Basic Chat Interaction

# Single-GPU model
mistral-chat $12B_DIR --instruct --max_tokens 1024 --temperature 0.35

# Multi-GPU large model
torchrun --nproc-per-node 2 --no-python mistral-chat $M8x7B_DIR --instruct

Specialized Model Usage

Codestral Code Assistant

mistral-chat $M22B_CODESTRAL --instruct --max_tokens 256

Can handle programming requests such as "Write me a function that computes fibonacci in Rust".

Mathstral Mathematical Reasoning

mistral-chat $7B_MATHSTRAL --instruct --max_tokens 256

Capable of solving complex mathematical calculation problems.

License and Compliance

Licenses for Different Models

Open Source Models: Most base models use open-source licenses.
Codestral 22B: Uses the Mistral AI Non-Production (MNPL) License, limited to non-commercial use.
Mistral Large: Uses the Mistral AI Research (MRL) License, primarily for research purposes.

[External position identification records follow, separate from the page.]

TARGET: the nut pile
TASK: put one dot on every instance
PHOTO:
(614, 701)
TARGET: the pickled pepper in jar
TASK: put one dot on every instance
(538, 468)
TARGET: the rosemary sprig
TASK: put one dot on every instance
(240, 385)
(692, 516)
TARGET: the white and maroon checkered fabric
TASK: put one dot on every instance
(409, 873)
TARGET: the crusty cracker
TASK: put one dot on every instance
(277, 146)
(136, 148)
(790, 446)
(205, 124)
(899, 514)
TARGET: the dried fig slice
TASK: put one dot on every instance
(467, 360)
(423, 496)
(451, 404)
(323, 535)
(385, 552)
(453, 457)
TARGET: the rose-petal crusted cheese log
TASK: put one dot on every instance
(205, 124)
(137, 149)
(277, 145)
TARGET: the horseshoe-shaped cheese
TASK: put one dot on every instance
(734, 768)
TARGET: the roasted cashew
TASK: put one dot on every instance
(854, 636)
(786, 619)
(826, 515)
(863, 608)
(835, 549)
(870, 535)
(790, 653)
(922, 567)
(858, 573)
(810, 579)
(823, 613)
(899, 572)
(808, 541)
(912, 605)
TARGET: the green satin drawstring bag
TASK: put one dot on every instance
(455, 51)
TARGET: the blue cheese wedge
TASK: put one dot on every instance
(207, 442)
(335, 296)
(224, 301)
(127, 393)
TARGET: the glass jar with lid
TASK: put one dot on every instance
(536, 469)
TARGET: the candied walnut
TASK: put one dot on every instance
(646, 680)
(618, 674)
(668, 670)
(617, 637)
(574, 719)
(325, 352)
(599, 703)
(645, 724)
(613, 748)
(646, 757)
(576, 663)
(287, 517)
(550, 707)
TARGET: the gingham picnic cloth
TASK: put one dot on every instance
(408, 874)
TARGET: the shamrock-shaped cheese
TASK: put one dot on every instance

Compliance Recommendations

When using in a commercial environment, carefully review the license terms of the corresponding model to ensure compliant use.

Technical Advantages

Performance Optimization

Efficient Inference: Specifically optimized for the Mistral model architecture.
Memory Management: Intelligent memory usage strategies, supports large model inference.
Parallel Processing: Supports multi-GPU parallelism, improving inference speed.

Ease of Use

Concise API: Provides a simple and intuitive Python interface.
Rich Documentation: Comprehensive usage examples and documentation support.
Community Support: Active developer community and Discord channel.

Extensibility

Modular Design: Easy to integrate into existing projects.
Custom Configuration: Supports flexible configuration of various inference parameters.
Tool Integration: Supports integration with various external tools and services.

Application Scenarios

Enterprise Applications

Intelligent Customer Service: Building high-quality dialogue systems.
Content Generation: Automating content creation and editing.
Code Assistance: Code generation and review in development environments.

Research and Development

Academic Research: Language model research and experimentation.
Prototype Development: Rapidly building AI application prototypes.
Performance Testing: Model performance evaluation and comparison.

Personal and Educational

Learning Assistant: Personalized learning and tutoring tools.
Creative Writing: Assisting in creative content creation.
Technical Learning: Learning support for programming and technical concepts.

Summary

The Mistral Inference Library is a powerful and easy-to-use inference framework for large language models. It not only provides complete support for the Mistral model series but also includes rich features, from basic text generation to advanced multimodal inference and function calling. Whether for enterprise-level deployment or personal research use, this library can provide efficient and reliable solutions.